Estimado Padre raymundo:
Oremos por las familias de todo el mundo y por fortalecer los valores morales que se están perdiendo en nuestra sociedad. Hoy en día se trabaja demasiado para poder ofrecer vanas ilusiones a nuestros hijos, muchas cosas que la sociedad consumista nos impone. Sin embargo se deja de lado las cosas más importantes de la vida como el valor de una cena en familia, el dialogar y el orar.

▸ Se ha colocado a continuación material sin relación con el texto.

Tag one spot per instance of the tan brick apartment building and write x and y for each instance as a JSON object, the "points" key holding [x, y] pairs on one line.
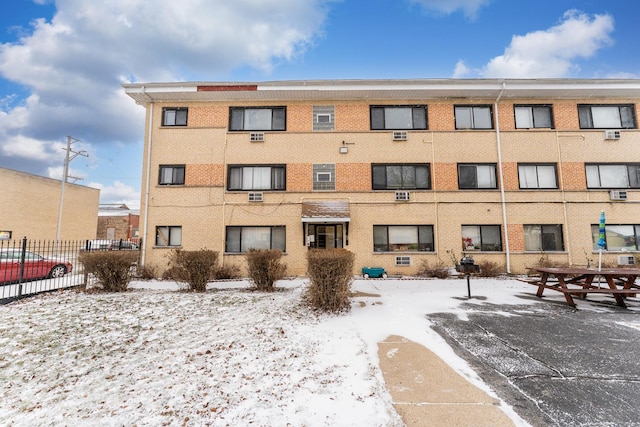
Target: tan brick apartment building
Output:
{"points": [[396, 171]]}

Antes también había mucha carencia material, pero se rezaba el Rosario, nos sentábamos todos en la misma mesa no sólo para comer sino para compartir y dialogar, se inculcaba el respeto a los mayores, al catequista, al sacerdote y a los maestros. Elevemos nuestros corazones a Dios y oremos para que triunfe el amor y volvamos a ser una comunidad llena de fe y valores morales
L. Vázquez
Vía Facebook

 

Estimado Padre Raymundo:
Le felicito por sus obras de caridad y por promover la misión del amor al prójimo. Me encanta todo lo que leo en la revista Misioneros, la cual uso en mis clases de catequesis en mi parroquia. En mis clases de catequesis les hablo a los niños sobre el sufrimiento de los menos afortunados en el mundo. Hace poco realicé un compartir con ellos, les expliqué sobre la misión de los misioneros en el mundo y les regalé unos calendarios de Maryknoll. Muchas gracias a todos los Padres y Hermanos Maryknoll por su ministerio de compasión y por llevar esperanza a muchos pobres en el mundo.
M. Sáez
Caguas, PR

 

Estimado Padre Raymundo:
He escuchado de Maryknoll y de sus obras misericordiosas desde 1960 y ahora a mis 83 años de edad, sigo apoyándoles. Tengo muchos dolores musculares en todo mi cuerpo y malestares constantes, pero sé que a pesar de todo Dios está siempre conmigo. A pesar de ser una anciana y sentir cansancio constante, en mi tiempo libre enseño clases bíblicas en mi casa. Aunque no soy católica, siempre envío mis donaciones a Maryknoll por su trabajo misionero. Por favor, quiero pedirle que rece por mi salud y espero que Dios alivie mis dolores muy pronto.
D. Martínez
Toa Baja, PR

 

Estimado Padre Raymundo:
Le saludo cordialmente y espero que se encuentre con buena salud y bienestar. Aquí le envío con mucho cariño un cheque con mi colaboración para el trabajo misionero Maryknoll con los menos afortunados del mundo. Disculpe por la tardanza en enviar mi ayuda para sus obras de misericordia, pero gracias a Dios y a la Virgen María les hago llegar de todo corazón mi humilde donación. Muchas bendiciones en todos los proyectos que emprendan en el futuro y le pido a Dios que les guíe en cada paso que dan en la vida. Gracias por sus oraciones.